Call and Reply All players form a circle. Then they all make a change of pace together with clapping, which sets the basic beat and is maintained all the time.
Feet: left - right - right - left - right - right - etc. Clapping: * * *
Now one of them sings a bar in Gibberish-African, and everyone repeats the song in the next bar. Example:
- One: Umbwa Nugambe.
- All of them are called Umbwa Nugambe.
- One:"Salam bananu"
- All of them:"Salam bananu"
- One:"Ma O-Enu"
- All of them are Ma O-Enu.
- One:"Wasam banai"
- All of them were "Wasam banai"
The exercise is very simple. But there's a good feeling. If that works out well, the role of the lead singer will go round and round. Everybody gets one shot at it.
Variant: 2 strokes
Two bars are always sung and repeated. Example:
- One:"Sasam oe, wanau madamba"
- All:"Sasam oe, wanau madamba"
- One:"Uruduku choo mi-gwom ba dah"
- All: "Uruduku choo mi-gwom ba dah"
Variant: Any Gibberish
The prescription/association "African" is omitted, the players simply sing some kind of Gibberish, which doesn't have to orientate itself on any existing speech sound.

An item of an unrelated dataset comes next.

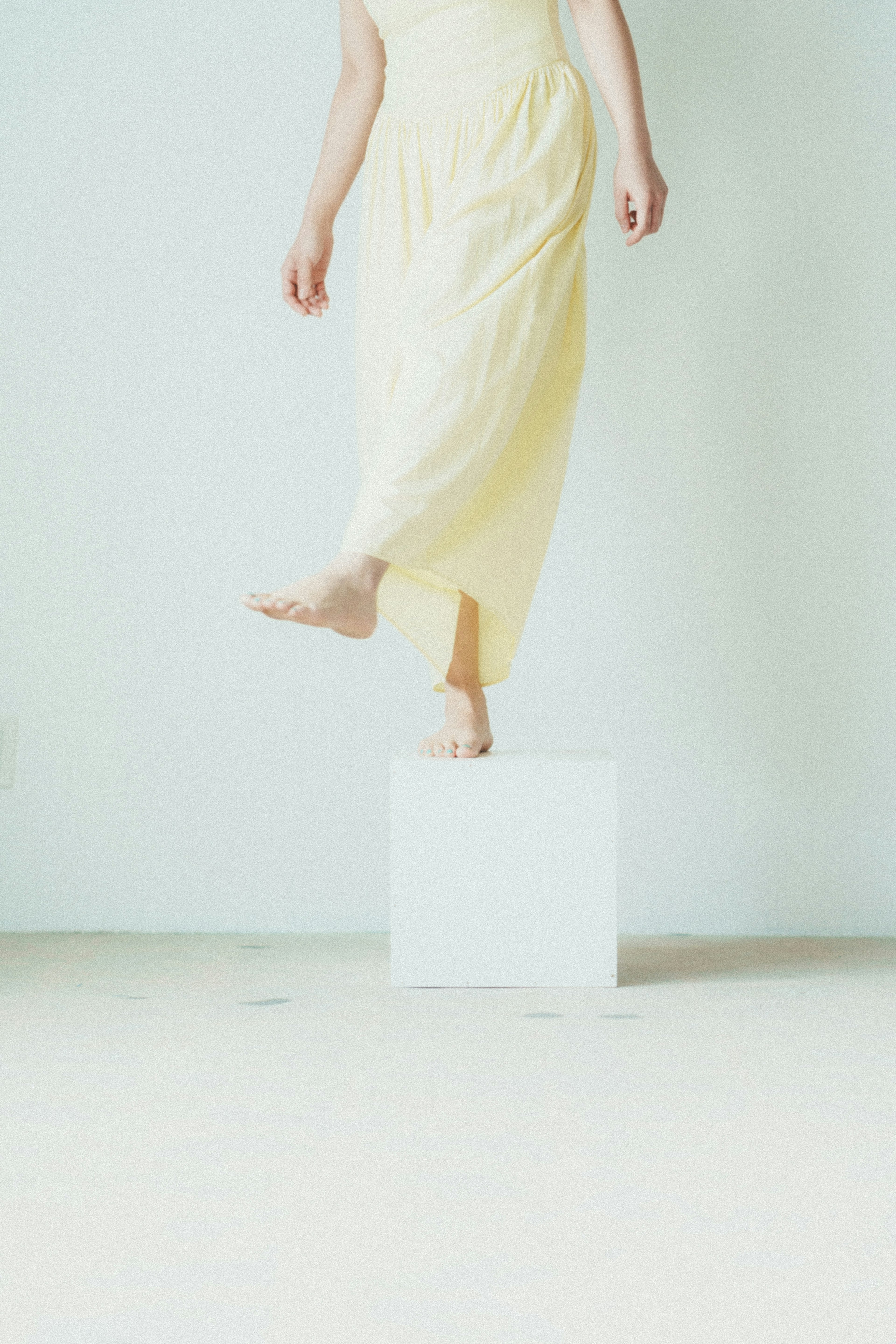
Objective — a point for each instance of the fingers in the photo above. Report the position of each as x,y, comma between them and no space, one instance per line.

The same with meaningful text. If possible, even rhymed. A default ("Song title") is helpful. Example: Title = "The cat in the fridge":
- One:"I've got a little pussycat..."
- All:"I got a little pussycat..."
- One:"She's pretty smart..."
- All:"She's pretty smart..."
The repetition gives the next person a little time to think up the next line. This makes this warm-up game a bit easier than the game Continuous Story ("Die").